C’est cette démarche qui m’amène à favoriser des notions rendant envisageable la compatibilité entre des réalités jugées antithétiques comme le principe de chaos et une Création ordonnée, le hasard et un dessein intelligent.

 

J’avais déjà abordé la nécessité de réfléchir sur les épisodes de la Genèse d’une manière qui se détache de lettre pour retrouver des pistes de réflexion sur le développement de la conscience chez l’Homme dans un premier article L’ère du temps (1) : la Chute.

 

Ce deuxième article, L’ère du temps (2) : la Création, s’inscrit dans une série qui poursuit ma réflexion mais aussi la rattache aux échanges autour des articles de Marc Fiquet notamment Comment expliquer la présence du mal dans la nature ? Dans un troisième volet, je m’intéresserai davantage à cette question en revenant sur une Création qui est ordo ab chao mais qui n’exclut pas un chaos dans son ordre :L’ère du temps (3): le Chaos ?
Dieu, le temps et la Création

La Lettre aux Ephésiens, suscite un questionnement ontologique sur la destinée de l’Homme et le libre arbitre : « Il nous a élus en lui, dès avant la fondation du monde » (Ep 1,4), « Déterminant d’avance que nous serions pour lui des fils adoptifs par Jésus Christ » (Ep 1,5). Certaines interprétations hâtives de ce texte concluent inévitablement au Dessein intelligent de Dieu, mettant en cause notre latitude d’action.

 

Voici une série de questions pouvant résumer le dilemme du chrétien qui s’interroge sur sa liberté en tant que créature participant à la Création d’un Dieu tout-puissant :

-Dieu intervient-il régulièrement ou laisse-t-il la mécanique de notre matérialité suivre son cycle sans jamais plus y toucher?

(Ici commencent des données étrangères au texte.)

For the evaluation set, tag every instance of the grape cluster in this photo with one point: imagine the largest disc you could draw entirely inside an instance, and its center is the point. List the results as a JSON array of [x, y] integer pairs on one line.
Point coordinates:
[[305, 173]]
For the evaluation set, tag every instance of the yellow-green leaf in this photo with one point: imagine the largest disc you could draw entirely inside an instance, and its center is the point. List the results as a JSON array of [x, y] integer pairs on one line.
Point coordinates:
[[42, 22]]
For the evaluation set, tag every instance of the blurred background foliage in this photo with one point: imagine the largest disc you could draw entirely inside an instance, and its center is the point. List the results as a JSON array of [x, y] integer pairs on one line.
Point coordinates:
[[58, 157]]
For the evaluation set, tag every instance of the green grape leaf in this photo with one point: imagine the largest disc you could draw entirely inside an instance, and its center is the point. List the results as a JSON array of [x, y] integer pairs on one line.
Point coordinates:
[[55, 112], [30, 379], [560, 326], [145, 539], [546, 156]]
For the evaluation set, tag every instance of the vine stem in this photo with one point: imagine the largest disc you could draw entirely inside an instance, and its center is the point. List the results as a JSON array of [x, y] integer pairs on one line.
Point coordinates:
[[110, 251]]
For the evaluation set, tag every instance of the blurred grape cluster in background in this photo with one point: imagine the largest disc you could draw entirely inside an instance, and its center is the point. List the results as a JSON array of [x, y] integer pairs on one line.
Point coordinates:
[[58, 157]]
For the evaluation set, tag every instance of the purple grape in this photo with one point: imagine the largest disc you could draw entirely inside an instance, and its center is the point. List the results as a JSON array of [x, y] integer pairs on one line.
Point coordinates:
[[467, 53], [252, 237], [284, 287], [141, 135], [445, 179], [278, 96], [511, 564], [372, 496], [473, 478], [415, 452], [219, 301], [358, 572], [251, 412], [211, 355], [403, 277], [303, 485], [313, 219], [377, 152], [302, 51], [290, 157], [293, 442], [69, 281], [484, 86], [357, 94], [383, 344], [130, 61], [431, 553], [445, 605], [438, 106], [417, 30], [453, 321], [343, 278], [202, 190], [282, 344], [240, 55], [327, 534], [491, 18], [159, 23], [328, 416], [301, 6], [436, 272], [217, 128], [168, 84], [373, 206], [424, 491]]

-S’il connaît la fin de tout son système est-ce dans l’ensemble ou dans le détail,  étape par étape ?

-Découvre-t-il de nouvelles possibilités qu’il n’avait pas prévues ou bien les voit-il apparaître comme il en avait convenu en temps et en heure ?

-Y a-t-il déterminisme ou non ? Si oui, que me reste-t-il comme liberté ?

Et que signifie « omniscient » dans le cas de Dieu ?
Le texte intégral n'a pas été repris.